Republican state Senator Mike Fasano of New Port Richey says that sort of increase would destroy the local real estate market and kick seniors out of their homes. He's calling for a special session.

This is happening because lawmakers passed a bill, supported by Scott, to remove the cap on sinkhole premiums.

“If we need a special session, all of us will want to have a special session. But let's look at what happens,” he said.

“We as insurance holders are all on the hook for Citizens. We can't continue to do this. I talked about it during my campaign, we have got to fix this.”

The new law also makes it harder to file a sinkhole claim. Scott says the insurance commission should take into effect how the new law will decrease sinkhole claims before approving any rate hike.

Governor Rick Scott has spent the last three days in Tampa on a media offensive, doing in-depth interviews with several T.V. and radio stations.

But he says he's not just talking on this trip -- he's listening.

Taking a page from former Governor Bob Graham, he spent one morning working at a Tampa donut shop.

“One of the best things about working in the donut shop was, all the people came up with, one, their issues, their problems, and two, all their ideas, everything they think we should do,” he said.

Scott went on to meet with a biology teacher in Tampa to hear her ideas for education and spent some time with the Tampa Bay Buccaneers at training camp before heading home to Naples. He says he plans to take on other jobs in the future.

After months of only granting extended interviews to certain media outlets, especially conservative talk radio stations, Governor Rick Scott has agreed to meet with newspaper editorial boards and sit down for more in-depth interview with other T.V. and radio stations.

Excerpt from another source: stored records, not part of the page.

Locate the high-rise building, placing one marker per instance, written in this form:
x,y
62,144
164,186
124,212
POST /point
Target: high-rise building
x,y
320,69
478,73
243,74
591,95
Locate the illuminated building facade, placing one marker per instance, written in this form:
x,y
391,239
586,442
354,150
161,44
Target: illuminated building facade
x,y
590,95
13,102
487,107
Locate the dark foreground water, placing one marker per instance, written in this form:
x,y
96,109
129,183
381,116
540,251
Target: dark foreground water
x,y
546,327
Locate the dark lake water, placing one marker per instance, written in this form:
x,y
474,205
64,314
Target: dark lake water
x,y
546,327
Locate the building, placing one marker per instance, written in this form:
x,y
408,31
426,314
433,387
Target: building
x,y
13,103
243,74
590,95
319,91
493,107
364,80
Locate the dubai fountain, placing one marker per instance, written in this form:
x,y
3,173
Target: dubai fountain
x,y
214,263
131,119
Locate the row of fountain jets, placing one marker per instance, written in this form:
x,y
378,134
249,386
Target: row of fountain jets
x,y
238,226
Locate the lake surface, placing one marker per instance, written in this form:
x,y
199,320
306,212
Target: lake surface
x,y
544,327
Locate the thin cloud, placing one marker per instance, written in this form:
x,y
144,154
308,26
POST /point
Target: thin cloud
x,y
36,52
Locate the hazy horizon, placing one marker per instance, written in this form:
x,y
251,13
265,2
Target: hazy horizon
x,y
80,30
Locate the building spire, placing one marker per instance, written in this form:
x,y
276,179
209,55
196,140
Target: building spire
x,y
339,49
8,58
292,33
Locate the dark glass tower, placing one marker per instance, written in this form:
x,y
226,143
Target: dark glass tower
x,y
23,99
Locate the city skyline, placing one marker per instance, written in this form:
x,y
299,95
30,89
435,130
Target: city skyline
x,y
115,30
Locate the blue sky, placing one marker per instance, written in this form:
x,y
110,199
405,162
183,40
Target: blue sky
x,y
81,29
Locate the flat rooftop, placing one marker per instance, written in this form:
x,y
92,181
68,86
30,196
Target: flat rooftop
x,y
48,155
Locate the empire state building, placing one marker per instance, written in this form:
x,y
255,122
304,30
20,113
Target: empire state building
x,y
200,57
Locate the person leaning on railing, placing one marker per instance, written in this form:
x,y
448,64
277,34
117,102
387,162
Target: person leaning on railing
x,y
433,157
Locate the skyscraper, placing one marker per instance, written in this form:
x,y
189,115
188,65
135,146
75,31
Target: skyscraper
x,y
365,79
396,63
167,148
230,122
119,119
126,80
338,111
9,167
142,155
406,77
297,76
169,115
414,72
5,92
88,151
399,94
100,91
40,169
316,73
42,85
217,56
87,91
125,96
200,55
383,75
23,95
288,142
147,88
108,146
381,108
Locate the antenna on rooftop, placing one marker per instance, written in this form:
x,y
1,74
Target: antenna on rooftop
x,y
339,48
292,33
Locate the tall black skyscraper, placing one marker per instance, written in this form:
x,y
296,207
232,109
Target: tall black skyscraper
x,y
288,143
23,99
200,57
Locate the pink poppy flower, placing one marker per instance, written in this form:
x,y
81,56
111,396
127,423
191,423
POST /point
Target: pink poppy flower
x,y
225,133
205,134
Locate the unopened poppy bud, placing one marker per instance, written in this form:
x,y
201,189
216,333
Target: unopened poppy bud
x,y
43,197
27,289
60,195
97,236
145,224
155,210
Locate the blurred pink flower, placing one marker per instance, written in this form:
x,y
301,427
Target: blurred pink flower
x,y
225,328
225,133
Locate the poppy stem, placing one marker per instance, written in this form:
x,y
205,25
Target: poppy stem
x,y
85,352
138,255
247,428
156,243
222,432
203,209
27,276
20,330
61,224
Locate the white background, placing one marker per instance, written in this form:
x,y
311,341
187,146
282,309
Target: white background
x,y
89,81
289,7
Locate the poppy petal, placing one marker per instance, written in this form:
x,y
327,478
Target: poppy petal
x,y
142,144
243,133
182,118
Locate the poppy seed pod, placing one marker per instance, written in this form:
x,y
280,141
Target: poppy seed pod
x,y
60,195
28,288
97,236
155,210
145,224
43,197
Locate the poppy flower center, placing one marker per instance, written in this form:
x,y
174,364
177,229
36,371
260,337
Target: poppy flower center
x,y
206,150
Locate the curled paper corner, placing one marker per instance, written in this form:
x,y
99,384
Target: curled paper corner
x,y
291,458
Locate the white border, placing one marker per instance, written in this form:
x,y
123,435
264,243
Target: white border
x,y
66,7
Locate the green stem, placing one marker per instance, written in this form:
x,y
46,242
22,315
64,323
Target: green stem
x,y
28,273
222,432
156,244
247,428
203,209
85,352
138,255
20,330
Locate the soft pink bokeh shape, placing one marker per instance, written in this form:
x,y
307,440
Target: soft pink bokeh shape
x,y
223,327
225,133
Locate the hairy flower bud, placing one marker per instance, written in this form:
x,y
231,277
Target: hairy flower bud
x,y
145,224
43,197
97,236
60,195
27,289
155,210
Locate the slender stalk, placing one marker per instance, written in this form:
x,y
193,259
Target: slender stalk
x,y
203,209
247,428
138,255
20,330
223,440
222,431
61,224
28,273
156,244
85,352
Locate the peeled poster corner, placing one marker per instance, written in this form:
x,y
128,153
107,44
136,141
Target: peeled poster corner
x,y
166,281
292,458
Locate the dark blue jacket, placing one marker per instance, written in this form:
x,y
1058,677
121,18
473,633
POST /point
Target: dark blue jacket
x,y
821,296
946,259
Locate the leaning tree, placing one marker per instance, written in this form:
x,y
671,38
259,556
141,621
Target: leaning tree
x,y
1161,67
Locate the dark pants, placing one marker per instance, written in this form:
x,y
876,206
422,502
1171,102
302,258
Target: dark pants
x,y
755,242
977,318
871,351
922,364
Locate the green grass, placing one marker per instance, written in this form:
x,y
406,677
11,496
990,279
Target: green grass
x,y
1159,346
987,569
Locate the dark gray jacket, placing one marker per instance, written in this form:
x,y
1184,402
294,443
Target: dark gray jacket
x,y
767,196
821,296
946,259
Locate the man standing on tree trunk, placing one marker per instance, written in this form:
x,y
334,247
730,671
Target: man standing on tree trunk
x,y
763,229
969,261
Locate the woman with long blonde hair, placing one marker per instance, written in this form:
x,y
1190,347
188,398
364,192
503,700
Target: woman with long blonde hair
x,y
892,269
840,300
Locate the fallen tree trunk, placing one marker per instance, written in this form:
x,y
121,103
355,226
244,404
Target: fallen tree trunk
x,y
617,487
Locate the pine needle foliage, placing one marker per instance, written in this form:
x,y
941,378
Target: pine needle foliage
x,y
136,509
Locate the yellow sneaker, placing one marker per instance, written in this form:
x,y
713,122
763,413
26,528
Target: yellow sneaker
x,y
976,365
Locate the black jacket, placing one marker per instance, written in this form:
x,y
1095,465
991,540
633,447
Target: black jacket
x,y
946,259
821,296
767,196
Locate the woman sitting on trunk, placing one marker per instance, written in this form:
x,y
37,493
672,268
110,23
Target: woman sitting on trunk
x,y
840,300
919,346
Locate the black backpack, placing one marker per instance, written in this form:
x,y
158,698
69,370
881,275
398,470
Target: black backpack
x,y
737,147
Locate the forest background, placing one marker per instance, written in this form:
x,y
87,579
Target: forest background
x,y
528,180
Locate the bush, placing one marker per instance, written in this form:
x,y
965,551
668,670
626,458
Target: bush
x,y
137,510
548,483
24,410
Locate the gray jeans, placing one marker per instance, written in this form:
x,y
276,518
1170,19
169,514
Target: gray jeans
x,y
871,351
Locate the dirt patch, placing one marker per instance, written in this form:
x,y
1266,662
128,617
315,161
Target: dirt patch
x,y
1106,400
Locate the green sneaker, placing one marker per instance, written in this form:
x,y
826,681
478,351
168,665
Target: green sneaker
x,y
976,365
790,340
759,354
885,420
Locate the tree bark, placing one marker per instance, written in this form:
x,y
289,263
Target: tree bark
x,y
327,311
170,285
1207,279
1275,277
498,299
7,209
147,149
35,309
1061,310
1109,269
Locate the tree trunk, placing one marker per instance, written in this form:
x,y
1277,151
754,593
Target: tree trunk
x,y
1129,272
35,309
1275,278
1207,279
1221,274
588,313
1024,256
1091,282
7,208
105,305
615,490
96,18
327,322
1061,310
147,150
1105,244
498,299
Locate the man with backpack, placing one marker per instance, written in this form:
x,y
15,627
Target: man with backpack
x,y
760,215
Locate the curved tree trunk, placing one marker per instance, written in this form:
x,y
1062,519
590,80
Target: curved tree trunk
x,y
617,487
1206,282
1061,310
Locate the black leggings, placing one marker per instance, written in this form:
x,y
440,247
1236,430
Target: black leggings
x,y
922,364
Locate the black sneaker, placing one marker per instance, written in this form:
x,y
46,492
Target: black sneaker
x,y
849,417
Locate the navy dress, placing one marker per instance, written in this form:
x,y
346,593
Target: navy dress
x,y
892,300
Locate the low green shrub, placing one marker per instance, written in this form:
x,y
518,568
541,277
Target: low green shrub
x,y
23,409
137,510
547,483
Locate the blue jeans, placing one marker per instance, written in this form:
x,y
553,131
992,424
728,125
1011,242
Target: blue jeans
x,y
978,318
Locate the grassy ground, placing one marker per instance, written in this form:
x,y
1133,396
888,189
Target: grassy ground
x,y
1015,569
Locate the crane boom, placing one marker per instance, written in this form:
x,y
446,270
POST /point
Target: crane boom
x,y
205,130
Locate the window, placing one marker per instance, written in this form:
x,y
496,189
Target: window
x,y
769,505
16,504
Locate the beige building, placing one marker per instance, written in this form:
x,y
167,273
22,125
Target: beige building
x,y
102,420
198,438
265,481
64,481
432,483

Scott says he's not doing it because of his low poll numbers, but because he has more time now that the legislative session is over. He also wants to start a dialog with the people of Florida.

“The thing I think people ought to do is, go ask questions. And listen. Look, it's my job. I listen. It's my job, I want to hear issues they have, I want to hear ideas that people have…

“I did this because I want to improve this state. I want to make this the state that people can get an education. They can get a job. It's not ridiculously expensive to live here. And they can live their American dream.”